I start to wonder when actually you remember that this same professor warned against taking aspirin in 2010. He works mainly in stroke research at Oxford University and discovered that aspirin caused a seven-fold increased risk of stroke in elderly people. He actually warned that aspirin could take over from high blood pressure as the leading cause of stroke in the over 75s. He cautioned that “We can’t say with absolute certainty that there won’t be some unknown harm in taking aspirin for 30 years…”
This latest study was based on a re-analysis of around 90 previous trials but, as usual, we have to think about how the trials were selected. It seems that several trials, totalling around 66,000 people, found no protective effect from aspirin and were not included in the re-analysis. I don’t know how much difference that would have made – I am not a statistician – but it does make me ask ‘why?’.

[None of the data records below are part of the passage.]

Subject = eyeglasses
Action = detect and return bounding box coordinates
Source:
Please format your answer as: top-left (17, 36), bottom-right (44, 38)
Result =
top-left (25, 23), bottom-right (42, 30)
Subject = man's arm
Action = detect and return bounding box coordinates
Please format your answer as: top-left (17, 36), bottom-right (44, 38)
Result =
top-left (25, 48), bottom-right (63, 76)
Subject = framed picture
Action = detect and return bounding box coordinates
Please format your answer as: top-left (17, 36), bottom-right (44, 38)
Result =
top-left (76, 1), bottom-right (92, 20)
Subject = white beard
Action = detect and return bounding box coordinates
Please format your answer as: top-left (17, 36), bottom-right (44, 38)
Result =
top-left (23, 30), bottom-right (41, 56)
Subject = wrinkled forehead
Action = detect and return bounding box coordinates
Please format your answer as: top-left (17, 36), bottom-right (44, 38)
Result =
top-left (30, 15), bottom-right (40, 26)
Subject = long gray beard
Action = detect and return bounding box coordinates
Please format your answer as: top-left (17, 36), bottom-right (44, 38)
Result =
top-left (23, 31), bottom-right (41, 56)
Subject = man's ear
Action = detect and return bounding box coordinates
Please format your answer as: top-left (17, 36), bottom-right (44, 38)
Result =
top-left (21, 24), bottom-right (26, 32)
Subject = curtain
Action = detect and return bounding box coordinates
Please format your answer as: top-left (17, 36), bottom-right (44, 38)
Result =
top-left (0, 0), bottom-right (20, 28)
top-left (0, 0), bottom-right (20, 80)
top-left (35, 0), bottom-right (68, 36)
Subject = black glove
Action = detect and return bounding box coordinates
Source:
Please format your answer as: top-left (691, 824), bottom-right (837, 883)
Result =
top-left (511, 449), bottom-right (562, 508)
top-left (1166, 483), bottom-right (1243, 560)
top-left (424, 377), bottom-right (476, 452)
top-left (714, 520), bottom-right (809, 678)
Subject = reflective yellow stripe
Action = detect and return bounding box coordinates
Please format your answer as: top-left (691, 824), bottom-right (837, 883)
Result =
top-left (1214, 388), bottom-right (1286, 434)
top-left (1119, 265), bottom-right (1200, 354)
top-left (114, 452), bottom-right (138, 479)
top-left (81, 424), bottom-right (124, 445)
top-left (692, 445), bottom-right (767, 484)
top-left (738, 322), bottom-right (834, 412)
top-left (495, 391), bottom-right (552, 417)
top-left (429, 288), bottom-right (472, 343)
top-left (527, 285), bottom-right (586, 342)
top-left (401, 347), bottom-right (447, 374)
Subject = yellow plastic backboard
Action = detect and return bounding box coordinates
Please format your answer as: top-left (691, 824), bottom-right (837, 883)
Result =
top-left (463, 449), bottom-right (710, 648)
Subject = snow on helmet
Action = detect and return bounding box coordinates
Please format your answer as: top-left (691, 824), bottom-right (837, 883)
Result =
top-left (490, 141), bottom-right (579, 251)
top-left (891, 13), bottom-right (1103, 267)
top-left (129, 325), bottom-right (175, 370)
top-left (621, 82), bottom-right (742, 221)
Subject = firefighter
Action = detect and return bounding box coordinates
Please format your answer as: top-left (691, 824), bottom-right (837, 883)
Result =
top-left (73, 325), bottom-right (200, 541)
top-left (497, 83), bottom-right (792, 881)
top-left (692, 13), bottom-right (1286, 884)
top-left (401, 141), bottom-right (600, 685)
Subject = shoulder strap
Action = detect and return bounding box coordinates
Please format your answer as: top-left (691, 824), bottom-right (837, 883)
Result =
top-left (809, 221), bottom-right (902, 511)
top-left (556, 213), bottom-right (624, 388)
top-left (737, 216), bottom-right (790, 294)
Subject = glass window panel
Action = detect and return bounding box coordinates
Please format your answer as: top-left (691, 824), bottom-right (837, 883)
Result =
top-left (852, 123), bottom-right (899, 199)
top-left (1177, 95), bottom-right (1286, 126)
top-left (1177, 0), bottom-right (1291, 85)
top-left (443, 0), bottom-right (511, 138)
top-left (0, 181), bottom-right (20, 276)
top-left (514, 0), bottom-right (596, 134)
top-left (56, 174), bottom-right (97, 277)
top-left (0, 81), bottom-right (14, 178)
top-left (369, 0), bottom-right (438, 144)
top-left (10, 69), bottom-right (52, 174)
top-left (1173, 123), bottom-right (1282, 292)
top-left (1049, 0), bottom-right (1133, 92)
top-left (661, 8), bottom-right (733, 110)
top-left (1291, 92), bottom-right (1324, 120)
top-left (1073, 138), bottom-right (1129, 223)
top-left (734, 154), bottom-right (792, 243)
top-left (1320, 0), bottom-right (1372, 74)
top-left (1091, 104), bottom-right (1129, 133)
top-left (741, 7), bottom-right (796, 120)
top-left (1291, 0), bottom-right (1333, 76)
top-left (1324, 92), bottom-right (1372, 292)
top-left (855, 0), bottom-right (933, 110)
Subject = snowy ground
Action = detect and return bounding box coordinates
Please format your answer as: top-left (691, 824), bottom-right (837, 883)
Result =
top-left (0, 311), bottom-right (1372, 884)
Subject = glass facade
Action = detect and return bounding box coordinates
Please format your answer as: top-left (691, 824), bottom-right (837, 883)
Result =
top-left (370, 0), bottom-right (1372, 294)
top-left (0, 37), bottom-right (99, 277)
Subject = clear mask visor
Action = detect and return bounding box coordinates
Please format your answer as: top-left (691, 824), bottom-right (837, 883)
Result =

Also, 75mg of aspirin is considered a ‘safe’ dose and the average dose of the trials included was way above that. One would have to question the long-term effects on the gut of long-term high dose therapy since we know the risk of internal bleeding at relatively low doses.
It seems that, as usual, the alleged benefit of aspirin probably comes from its platelet (anti-clotting) abilities. “The lack of dependence of this effect of aspirin on its systemic bioavailability suggests that it is platelet-mediated.” This suggests that other blood thinning elements like Vitamin E and fish oils could do a similar job.
Always pays to look at these headlines carefully, doesn’t it? You can see here and here where I have reported on aspirin stories before. My view is still that a healthy diet, exercise and plenty of antioxidant blood thinners like fish oil and Vitamin E are a far safer bet.